Setiap perempuan selalu memimpikan seorang pasangan, pemimpin, imam, sekaligus sahabat yang bisa dijadikan acuan dalam hidupnya. Yang selalu bisa mendukungnya, membimbingnya, dan menasihatinya dengan perkataan lembut yang penuh cinta.
Tapi nggak semua laki-laki bisa seperti itu. Mereka besar akan ego dan rasa lebih tahunya, atau mungkin kasarnya "sok tahu". Seakan dia lebih tahu dan lebih benar, lalu menyampaikan apa yang ada dalam kepalanya kepada orang yang dia sayang dengan kata-kata yang dia sendiri nggak pernah sadar kalau apa yang keluar dari mulutnya telah menyakiti hati perempuannya.
Pantaskah seorang imam lebih mendahulukan ke-egoannya agar terlihat baik di mata orang lain, tapi tidak peduli dengan situasi, kondisi, dan perasaan makmumnya (perempuannya)?
Bisakah kalian membedakan mana nasihat dan mana justifikasi, mana yang sopan dan mana yang tidak sopan?

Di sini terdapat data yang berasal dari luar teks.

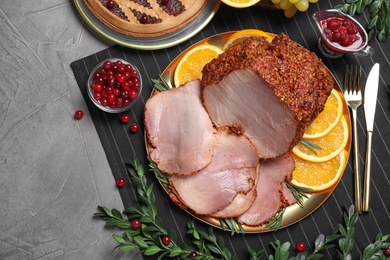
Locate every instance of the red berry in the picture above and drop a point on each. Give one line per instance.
(136, 223)
(193, 255)
(120, 182)
(79, 114)
(133, 94)
(110, 4)
(300, 247)
(111, 97)
(166, 240)
(334, 23)
(144, 19)
(125, 118)
(134, 128)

Hal paling menakutkan dalam kehidupan rumah tangga mungkin salah satunya adalah ego yang kadang susah untuk diturunkan. Perbedaan sudut pandang yang selalu berhenti di itu itu saja. Kadang, orang yang merasa punya lebih kecukupan, tak selalu mau tahu dengan perasaan orang lain di bawahnya, sekalipun orang lain itu adalah orang yang dia sayangi. Hidup acapkali selucu itu.